Escludendosi che detta porzione di fondo possa reputarsi appartenente al demanio marittimo, avendo perduto le sue caratteristiche di demanialità da parecchio tempo, nonostante la loro formale appartenenza, la società attrice conveniva in giudizio le amministrazioni indicate in epigrafe, affermando di avere usucapito la piena proprietà di detto appezzamento, previo accertamento della sopravvenuta perdita dei caratteri demaniali dell'immobile.
Rimasti contumaci il Comune di San Michele al Tagliamento e la Capitaneria di Porto, si costituivano in giudizio le amministrazioni dello Stato (Ministero delle Infrastrutture e Agenzia del demanio) contestando la fondatezza dalla domanda attorea e chiedendo, in via riconvenzionale, la condanna di controparte al rilascio delle aree occupate abusivamente, in quanto, ancora, parte integrante del demanio marittimo e mai sdemanializzate, con condanna al pagamento della relativa indennità d'uso.
Il Tribunale di Venezia, con sentenza n. 1531 del 2013, non definitiva, rigettava la domanda attorea e rimetteva la causa sul ruolo, per l'accertamento delle domande riconvenzionali avanzate dalla parte convenuta. Secondo il Tribunale, solo la volontà espressa di considerare cessata l'idoneità avrebbe l'effetto costitutivo di far passare il bene dal demanio al patrimonio.

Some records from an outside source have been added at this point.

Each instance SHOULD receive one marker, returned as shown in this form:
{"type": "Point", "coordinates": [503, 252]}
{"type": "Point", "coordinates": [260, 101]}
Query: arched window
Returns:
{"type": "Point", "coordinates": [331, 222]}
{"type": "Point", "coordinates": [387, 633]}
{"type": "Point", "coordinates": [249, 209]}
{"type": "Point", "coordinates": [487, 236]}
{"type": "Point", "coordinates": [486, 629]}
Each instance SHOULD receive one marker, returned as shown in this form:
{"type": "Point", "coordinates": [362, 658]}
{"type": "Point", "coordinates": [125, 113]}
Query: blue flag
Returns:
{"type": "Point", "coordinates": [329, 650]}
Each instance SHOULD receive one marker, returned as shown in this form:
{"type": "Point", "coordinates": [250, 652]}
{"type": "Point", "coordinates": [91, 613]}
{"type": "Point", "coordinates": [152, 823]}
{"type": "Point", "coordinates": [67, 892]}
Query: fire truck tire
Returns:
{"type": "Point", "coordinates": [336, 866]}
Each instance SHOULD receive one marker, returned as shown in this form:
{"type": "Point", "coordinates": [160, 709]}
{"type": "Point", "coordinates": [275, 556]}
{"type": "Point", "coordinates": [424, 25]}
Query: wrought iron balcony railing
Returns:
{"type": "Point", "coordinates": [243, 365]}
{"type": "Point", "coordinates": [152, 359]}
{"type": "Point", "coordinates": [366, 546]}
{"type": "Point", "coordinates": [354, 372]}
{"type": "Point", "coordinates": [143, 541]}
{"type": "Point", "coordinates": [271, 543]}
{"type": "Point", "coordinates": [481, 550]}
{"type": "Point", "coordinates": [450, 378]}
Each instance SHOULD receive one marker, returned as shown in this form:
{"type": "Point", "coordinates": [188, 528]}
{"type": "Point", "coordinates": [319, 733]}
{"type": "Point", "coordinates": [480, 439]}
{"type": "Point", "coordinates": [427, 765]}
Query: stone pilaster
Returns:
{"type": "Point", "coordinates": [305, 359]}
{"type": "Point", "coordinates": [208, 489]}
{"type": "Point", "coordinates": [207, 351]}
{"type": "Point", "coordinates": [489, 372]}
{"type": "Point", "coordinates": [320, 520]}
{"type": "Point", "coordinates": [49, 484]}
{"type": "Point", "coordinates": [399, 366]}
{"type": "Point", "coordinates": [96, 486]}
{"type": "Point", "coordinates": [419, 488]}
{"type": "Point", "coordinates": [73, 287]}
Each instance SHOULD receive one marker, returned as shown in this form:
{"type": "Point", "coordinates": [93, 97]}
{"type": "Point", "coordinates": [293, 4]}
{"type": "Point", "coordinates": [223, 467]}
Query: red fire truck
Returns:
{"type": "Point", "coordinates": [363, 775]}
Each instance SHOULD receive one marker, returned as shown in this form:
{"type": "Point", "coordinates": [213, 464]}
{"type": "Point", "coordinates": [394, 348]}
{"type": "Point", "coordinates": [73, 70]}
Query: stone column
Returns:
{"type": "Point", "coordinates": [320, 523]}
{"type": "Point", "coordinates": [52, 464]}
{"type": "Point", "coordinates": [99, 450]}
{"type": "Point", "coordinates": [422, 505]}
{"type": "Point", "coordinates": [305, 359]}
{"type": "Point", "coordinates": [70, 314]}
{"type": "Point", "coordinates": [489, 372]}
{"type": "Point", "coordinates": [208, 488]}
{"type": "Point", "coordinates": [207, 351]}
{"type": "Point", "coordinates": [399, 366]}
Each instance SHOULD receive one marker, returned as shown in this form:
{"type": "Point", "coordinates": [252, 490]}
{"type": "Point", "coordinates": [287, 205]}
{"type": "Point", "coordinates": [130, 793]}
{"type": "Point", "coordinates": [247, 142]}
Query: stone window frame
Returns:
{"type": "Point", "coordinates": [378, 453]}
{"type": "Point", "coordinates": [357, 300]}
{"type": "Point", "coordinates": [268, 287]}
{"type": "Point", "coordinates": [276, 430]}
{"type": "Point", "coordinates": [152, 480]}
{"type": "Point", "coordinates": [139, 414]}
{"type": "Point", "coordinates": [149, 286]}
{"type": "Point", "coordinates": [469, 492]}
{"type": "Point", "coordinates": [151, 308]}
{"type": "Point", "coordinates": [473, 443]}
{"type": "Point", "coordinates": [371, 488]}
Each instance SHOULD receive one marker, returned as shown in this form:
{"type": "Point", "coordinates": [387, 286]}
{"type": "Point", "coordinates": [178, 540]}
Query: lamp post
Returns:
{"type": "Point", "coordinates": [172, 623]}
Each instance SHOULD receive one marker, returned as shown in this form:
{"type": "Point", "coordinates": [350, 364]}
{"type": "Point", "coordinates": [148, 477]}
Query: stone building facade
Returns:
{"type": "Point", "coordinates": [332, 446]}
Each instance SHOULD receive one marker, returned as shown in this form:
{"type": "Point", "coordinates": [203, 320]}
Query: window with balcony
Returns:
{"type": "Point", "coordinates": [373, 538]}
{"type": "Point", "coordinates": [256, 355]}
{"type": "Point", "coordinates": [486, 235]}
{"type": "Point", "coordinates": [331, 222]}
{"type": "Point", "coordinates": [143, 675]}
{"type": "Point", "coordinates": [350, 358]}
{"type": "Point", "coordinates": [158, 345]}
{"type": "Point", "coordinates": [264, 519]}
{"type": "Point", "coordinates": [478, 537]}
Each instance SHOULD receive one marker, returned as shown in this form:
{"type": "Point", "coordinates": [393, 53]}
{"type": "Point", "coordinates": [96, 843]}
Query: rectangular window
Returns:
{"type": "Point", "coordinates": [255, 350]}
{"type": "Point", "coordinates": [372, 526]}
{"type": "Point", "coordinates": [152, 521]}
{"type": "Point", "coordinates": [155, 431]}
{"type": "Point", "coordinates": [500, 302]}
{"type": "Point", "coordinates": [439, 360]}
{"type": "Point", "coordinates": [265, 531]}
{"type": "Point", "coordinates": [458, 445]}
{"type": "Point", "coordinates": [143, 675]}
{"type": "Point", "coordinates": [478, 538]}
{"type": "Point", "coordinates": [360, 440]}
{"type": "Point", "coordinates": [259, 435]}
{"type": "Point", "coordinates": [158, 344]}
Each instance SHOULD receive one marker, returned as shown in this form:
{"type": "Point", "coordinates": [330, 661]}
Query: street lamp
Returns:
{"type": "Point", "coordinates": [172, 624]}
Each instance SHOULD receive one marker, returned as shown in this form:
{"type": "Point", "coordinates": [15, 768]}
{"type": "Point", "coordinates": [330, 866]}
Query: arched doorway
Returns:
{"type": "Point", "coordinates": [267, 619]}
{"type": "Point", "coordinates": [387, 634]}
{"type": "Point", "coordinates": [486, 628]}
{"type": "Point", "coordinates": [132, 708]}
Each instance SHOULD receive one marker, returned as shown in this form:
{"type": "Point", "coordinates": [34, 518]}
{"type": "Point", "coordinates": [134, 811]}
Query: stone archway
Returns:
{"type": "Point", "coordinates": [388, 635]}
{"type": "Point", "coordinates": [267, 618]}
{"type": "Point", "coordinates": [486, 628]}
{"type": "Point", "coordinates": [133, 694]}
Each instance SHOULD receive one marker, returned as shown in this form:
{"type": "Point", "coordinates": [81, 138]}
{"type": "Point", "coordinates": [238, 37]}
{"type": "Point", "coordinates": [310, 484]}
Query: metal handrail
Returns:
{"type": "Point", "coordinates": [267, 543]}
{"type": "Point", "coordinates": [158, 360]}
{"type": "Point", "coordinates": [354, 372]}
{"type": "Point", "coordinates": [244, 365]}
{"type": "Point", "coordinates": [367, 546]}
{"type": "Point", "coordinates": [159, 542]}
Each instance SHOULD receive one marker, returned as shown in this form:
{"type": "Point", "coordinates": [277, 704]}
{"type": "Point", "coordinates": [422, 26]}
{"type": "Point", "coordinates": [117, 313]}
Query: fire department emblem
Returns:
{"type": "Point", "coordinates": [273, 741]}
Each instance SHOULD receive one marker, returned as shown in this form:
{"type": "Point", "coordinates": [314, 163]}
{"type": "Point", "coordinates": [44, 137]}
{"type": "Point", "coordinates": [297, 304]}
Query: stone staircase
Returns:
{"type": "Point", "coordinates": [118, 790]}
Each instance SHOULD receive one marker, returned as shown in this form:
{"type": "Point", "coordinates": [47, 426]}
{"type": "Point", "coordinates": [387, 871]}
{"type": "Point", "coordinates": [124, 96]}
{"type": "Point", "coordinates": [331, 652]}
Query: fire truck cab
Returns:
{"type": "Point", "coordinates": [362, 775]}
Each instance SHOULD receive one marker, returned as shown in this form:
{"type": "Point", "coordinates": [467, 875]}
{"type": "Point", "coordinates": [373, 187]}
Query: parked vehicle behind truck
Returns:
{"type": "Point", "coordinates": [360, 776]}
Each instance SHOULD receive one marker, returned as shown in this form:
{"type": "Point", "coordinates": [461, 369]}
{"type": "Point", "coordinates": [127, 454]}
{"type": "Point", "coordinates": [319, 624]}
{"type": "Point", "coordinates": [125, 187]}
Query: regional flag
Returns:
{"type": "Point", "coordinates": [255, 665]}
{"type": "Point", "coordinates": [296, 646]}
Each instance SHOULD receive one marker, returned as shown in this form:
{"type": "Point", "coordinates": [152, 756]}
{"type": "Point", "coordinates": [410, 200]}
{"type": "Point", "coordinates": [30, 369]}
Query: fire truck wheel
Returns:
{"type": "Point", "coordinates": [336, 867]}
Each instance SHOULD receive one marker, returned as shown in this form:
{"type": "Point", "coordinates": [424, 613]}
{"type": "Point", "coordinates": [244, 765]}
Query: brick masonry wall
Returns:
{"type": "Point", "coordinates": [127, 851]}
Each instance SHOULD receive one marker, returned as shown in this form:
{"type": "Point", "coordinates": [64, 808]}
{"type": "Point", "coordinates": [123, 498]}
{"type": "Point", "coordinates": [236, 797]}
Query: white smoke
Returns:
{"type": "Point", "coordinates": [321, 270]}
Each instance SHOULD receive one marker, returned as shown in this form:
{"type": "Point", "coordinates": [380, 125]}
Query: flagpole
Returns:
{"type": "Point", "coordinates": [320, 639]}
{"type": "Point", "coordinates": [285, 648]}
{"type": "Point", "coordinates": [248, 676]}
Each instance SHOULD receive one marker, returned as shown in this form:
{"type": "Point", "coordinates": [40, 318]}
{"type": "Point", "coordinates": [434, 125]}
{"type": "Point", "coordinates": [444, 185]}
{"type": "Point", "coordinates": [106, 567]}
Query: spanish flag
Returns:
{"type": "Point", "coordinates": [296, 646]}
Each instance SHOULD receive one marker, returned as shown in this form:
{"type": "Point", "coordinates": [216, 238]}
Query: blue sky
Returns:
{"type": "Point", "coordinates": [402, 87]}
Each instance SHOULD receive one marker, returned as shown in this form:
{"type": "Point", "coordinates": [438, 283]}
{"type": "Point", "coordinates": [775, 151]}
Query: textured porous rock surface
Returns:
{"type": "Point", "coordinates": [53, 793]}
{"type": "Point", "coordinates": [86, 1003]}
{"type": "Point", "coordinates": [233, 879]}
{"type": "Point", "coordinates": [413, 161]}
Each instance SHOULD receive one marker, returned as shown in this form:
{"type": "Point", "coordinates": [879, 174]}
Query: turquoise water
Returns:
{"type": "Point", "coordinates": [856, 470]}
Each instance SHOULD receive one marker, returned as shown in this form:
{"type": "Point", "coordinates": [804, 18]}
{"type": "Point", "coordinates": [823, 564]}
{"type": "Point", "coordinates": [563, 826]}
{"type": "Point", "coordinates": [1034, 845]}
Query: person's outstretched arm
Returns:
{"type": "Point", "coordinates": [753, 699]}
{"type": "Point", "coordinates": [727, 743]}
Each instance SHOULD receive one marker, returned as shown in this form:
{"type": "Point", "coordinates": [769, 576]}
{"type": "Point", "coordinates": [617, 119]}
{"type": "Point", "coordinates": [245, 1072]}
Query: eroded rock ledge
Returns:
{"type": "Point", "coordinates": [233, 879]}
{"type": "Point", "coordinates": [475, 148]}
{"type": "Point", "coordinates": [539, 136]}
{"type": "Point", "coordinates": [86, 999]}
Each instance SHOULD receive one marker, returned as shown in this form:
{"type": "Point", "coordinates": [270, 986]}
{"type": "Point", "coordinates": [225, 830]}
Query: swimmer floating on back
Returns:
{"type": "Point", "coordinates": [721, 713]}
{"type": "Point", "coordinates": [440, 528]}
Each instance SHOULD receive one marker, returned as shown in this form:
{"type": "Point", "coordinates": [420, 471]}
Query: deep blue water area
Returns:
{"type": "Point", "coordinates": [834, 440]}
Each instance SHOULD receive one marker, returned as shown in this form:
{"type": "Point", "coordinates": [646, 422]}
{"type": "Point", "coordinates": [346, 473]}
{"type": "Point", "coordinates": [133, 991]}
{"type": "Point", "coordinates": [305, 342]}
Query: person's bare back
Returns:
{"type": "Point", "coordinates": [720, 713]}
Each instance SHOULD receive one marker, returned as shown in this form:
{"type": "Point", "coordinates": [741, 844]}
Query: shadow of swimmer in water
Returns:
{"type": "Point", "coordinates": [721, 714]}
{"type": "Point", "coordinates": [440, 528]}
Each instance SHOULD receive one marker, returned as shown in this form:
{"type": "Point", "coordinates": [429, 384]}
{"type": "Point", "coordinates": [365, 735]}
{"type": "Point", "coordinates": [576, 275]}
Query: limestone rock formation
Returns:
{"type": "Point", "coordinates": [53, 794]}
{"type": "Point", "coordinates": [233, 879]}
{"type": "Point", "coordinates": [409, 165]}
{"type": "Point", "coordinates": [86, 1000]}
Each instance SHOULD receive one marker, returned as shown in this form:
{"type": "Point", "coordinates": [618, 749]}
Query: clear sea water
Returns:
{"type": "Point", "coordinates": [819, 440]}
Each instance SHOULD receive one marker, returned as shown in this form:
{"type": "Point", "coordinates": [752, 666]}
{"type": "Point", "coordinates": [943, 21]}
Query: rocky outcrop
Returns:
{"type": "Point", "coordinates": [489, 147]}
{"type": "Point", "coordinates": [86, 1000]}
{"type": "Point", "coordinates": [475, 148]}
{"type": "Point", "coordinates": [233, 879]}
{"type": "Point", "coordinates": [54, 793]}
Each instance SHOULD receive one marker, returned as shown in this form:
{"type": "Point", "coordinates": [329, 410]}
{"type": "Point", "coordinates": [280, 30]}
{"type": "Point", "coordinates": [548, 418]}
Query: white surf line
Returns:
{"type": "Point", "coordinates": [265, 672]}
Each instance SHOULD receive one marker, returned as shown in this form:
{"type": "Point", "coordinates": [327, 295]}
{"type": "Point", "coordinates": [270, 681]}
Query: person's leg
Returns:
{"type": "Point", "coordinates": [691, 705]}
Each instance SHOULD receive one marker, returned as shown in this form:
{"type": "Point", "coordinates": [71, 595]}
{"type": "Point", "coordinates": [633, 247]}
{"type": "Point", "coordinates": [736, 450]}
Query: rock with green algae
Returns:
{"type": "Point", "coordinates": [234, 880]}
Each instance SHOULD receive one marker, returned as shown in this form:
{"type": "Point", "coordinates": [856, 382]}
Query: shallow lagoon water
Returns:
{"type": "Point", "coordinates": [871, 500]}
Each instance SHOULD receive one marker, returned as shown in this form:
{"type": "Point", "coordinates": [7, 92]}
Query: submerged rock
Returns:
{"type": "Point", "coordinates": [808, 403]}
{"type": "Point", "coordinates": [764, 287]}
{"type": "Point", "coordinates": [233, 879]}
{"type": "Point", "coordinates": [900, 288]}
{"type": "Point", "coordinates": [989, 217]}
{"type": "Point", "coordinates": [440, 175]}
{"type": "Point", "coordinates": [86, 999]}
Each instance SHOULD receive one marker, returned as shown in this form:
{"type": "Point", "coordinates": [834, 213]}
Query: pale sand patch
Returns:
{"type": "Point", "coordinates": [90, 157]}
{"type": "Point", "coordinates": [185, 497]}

La demanialità non può dirsi venuta meno per il semplice fatto che il privato abbia iniziato ad esercitare su di esso un potere di fatto realizzandovi opere e manufatti.
Avverso questa sentenza, interponeva appello la società Ambassador di F.N. & C. sas, chiedendo che fosse accolta la domanda di usucapione e, in subordine, l'accertamento, sulla base alla CTU, che sussistevano i presupposti per l'esclusione delle aree, di cui è causa, dal demanio marittimo ex art. 35 c.n..
Si costituivano le parti appellate chiedendo la conferma della sentenza impugnata.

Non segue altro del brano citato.